Sunday, April 1, 2007

Victory at last!!!!

Late last night, we won our battle to ensure that NYC must use part of the additional state education aid to reduce class size in all grades.

I haven’t seen the exact language yet, but this represents a great victory for our children -- and we owe the Chair of the Assembly Education Committee, Cathy Nolan, Assemblymember Lancman, and Governor Spitzer tremendous thanks for their leadership on this issue.

It will be up to Commissioner Mills to write the rules and what the class size goals should be, so this remains a work in progress.

Nevertheless, we can all be proud of the campaign we waged together to convince the Governor and our legislators to do the right thing for our kids – despite the fact that the Mayor, Chancellor and their minions were trying to block this every way they could. Indeed, the administration's lobbyists even told legislators that they already had plans to reduce class size so there was no need for a state mandate -- even though it is clear to us here in NYC that they have no such intention.

Now, we will all have to watch them like hawks -- to see that the plan they submit is realistic and will lead to significant progress -- and that they adhere to it. If past experience is any guide, they will try to dissimulate, manipulate, and evade their obligations to reduce class size in any way they can.

The Mayor and Chancellor should instead look to Florida for an example. When that state's voters passed a constitutional amendment to require smaller classes in all grades in 2002, then-governor Jeb Bush was caught on tape saying that he had "devious plans" to subvert the will of the people.

Bush tried not once, but three times to overturn the amendment, and each time was foiled by the Florida State legislature, which while dominated by members of his own party, resisted his efforts because the class size amendment proved even more popular when it was put into place than when it originally passed, and turned out to be considerably less expensive to fund than expected. The last time Bush tried and failed to overturn the class size amendment, this was widely hailed as the most humiliating political defeat of his career.
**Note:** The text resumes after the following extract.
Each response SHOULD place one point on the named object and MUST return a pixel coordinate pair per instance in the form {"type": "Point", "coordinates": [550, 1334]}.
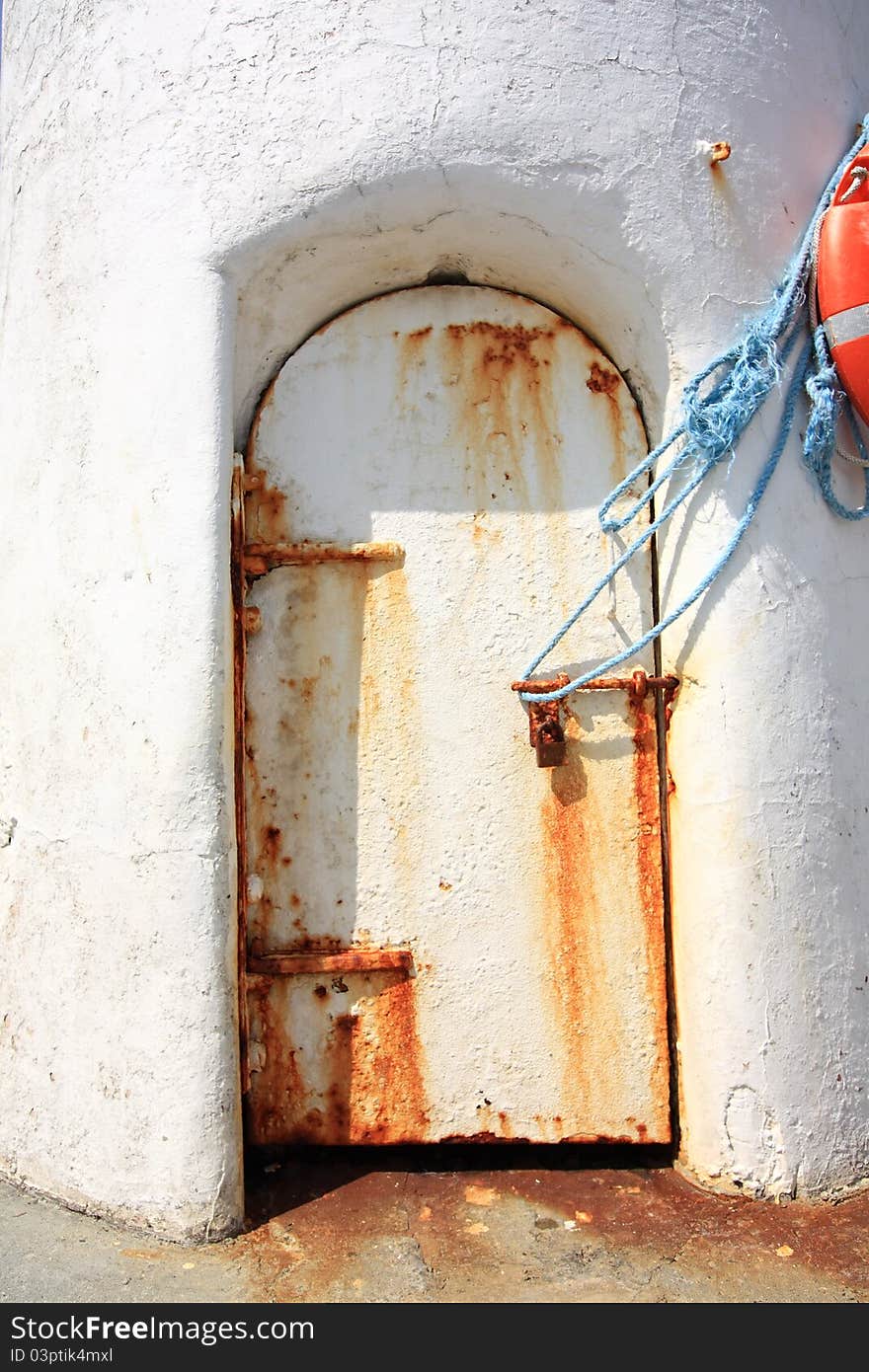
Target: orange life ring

Over the last three years, class sizes have been dramatically reduced in all grades, by about six students per class in Kindergarten through third grade, five students in fourth through eighth grades, and two students in ninth through 12th grades. For the 2006-07 school year, 94% of Florida's public schools met the class size requirements. (see chart at right)

Now Florida has a new Governor, also a Republican, Charlie Crist, who wholeheartedly supports the class size law, even as the state moves towards actual caps in all schools of no more than 18 students per class in grades K-3, no more than 22 in 4th -8th grade, and no more than 25 in high school.

Here is the latest statement from Gov. Crist on this issue: "the will of the people was to do what was passed, and I think we should respect it."

Listen to that Michael Bloomberg and Joel Klein, and beware!!!


Gary Babad said...

New card for the “Children First” game: A “Leonie Haimson/Class Size Matters” card. If you draw this card, you get to organize all the other players and thwart the “Chancellor’s” nefarious plans.

Leonie Haimson said...

thanks Gary! But until they figure out a way to exile all of us to Tajikstan or somewhere equally remote, we must stay fully vigilant and organized.

The game is not over until it’s over, as Yogi Berra would say. But it’s a very good time to take a seventh inning stretch and celebrate!

Anonymous said...

Bravo, congrats!

brunettechicagogal said...

Let's hope if they do mandate reduced class sizes that they also do something to help ensure that the instruction teachers are providing is effective. Without that, class size matters little, if at all.

Anonymous said...

What I know from my limited view is that I was thrilled to have my kids in a school with huge class sizes and not in many surrounding schools that had small class sizes. The poor performing school had lots of room because no one wanted to go there! Our best performing nyc schools are overcrowded, yes, but they are performing. Could they perform better with reductions? Sure. Is that really the largest issue facing our system? Absolutely not. This is a distraction.

Leonie Haimson said...

Actually, the research shows that all teachers are more effective in smaller classes, both skilled teachers and those less so. In surveys, teachers and principals respond that the best way to ensure quality teaching is to reduce class size.

Furthermore, here in NYC the biggest obstacle we face in terms of our teaching force is our high attrition rates, of up to 20% or more. Reducing class size will lower these rates, leading to a far more experienced and effective teaching force in NYC.